John Logan is Professor and Director of Labor and Employment Studies in the College of Business at San Francisco State University. Between 2000-2009, he was an assistant and associate professor of comparative employment studies in the School of Management at the London School of Economics and Political Science. He has also served as Research Director at the University of California-Berkeley Labor Center and as a postdoc at the Institute for Labor and Employment at UCLA.
He has published widely on labor-management relations, employer opposition to unionization and labor law in the United States and globally. His publications have appeared in the British Journal of Industrial Relations, Industrial Relations Journal, Journal of Labor Research, New Labor Forum & many others. He has also conducted union research projects in over thirty countries in five continents.
Why Are Unions Suddenly Such a Hot Topic and Does It Matter?
Last month the National Labor Relations Board ruled that Amazon cheated in a high-profile union election in Alabama in March & would be required to face a do-over election. However, the NLRB order was arguably less interesting–despite its potential significance at Amazon–than that it warranted lengthy articles in multiple major media outlets.

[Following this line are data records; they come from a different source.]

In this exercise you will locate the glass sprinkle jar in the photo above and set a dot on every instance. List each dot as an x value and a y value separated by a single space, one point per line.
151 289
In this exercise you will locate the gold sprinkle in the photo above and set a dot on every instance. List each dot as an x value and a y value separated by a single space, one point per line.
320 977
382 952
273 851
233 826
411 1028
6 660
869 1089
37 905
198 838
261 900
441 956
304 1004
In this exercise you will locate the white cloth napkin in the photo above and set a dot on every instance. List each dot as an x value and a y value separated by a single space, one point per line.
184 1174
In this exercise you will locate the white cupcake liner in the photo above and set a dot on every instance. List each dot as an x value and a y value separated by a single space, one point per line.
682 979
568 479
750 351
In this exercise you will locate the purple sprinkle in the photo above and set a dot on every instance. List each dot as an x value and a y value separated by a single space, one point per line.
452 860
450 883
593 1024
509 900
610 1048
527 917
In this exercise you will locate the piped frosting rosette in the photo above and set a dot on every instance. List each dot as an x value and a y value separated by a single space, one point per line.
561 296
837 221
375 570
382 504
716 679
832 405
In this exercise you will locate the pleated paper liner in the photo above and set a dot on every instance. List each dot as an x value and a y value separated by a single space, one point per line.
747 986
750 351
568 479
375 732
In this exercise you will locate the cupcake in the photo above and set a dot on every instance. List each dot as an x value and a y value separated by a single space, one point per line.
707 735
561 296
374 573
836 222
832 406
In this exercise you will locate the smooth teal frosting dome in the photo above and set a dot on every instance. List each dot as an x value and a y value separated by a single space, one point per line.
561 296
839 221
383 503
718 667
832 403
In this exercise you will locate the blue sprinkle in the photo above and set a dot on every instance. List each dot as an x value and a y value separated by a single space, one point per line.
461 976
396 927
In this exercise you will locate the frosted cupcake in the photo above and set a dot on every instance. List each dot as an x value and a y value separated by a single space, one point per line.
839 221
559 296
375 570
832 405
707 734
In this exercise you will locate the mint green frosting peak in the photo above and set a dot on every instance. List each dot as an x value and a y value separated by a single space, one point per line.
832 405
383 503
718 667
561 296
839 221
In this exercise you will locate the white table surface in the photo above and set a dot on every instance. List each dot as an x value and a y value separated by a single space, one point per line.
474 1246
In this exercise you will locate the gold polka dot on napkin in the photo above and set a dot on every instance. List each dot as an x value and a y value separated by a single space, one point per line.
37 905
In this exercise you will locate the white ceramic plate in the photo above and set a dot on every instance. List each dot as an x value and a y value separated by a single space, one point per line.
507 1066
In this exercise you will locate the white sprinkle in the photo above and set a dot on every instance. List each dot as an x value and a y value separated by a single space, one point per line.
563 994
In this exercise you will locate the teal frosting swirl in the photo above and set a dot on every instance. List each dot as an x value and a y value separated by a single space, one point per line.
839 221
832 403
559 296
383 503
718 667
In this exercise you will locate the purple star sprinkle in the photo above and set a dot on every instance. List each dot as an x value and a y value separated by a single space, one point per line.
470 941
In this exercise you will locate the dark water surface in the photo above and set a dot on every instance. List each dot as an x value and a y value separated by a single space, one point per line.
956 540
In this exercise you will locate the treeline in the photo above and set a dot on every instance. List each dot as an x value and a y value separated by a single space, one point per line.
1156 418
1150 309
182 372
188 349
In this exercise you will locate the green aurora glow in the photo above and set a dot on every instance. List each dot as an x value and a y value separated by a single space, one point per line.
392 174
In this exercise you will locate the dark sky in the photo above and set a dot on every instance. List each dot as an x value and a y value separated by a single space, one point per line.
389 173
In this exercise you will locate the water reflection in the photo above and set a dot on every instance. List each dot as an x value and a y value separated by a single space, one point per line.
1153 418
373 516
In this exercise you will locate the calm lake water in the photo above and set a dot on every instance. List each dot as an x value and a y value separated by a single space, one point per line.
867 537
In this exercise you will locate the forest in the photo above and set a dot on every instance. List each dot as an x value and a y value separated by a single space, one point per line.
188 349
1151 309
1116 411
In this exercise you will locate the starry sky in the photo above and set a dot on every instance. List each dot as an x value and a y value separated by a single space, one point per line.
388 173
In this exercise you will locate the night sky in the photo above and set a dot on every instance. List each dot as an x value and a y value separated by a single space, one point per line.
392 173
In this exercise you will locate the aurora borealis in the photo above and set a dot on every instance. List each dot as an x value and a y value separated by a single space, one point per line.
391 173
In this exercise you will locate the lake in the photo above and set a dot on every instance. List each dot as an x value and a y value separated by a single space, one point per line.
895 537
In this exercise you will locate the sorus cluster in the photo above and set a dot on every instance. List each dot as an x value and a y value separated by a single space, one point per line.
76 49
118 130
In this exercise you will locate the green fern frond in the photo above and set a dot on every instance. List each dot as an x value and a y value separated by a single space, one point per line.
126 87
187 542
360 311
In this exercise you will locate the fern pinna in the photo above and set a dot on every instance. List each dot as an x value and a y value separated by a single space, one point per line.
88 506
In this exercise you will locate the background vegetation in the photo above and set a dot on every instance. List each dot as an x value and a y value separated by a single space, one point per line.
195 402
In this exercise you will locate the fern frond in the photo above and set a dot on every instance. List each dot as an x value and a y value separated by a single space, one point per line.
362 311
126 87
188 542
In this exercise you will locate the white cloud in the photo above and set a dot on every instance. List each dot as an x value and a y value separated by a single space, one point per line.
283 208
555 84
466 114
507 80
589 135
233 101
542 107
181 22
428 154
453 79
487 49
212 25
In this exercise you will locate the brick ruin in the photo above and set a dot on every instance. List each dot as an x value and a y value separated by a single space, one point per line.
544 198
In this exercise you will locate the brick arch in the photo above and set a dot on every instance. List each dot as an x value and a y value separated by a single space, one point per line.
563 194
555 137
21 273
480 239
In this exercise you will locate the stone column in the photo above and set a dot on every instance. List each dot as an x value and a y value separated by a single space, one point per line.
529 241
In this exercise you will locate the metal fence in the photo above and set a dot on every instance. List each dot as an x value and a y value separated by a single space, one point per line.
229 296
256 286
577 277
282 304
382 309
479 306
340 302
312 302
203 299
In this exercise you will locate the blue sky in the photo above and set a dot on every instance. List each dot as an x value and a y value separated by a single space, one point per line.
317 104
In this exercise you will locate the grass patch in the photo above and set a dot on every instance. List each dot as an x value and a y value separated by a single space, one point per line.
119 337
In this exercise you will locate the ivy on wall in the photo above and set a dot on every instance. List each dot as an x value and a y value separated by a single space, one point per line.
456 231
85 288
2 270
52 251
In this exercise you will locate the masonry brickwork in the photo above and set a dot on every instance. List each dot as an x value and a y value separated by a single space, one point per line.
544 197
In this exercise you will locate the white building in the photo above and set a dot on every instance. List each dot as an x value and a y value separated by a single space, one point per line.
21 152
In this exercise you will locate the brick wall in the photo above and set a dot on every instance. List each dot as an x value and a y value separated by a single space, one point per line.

The following week a union victory at Starbucks in Buffalo, in Upstate New York, generated a comparable and impressive amount of media attention, thus confirming what the New York Times said last month, that organized labor is currently a hot news item. Never in the past 50 years have union organizing campaigns received the kind of public attention that would enable 100 baristas at three Buffalo coffee shops to elicit such widespread media attention, which might just stimulate a national debate over the need for stronger labor rights.
Somehow the union phenomenon has entered the media mainstream–despite its actual organizational weakness–and has become a matter of general interest. And then there’s the expanding variety of people who are talking union—tech workers, media workers, museum workers and many others.
It’s not entirely clear why all of this is happening – the pandemic, Amazon, social media, the never-ending expansion of contingent work –or what its legacy will be, but it appears that something is eroding the parochialism that has always, even in its heyday, defined organized labor. In the public imagination, the labor movement is no longer a “narrow, special interest.”
Maybe nothing will come of this, but we could be on the cusp of a new labor relations order and if unions can take advantage of it, Amazon’s depressing vision of a labor system based on algorithms and expendable workers with no independent voice may not be the wave of the future after all.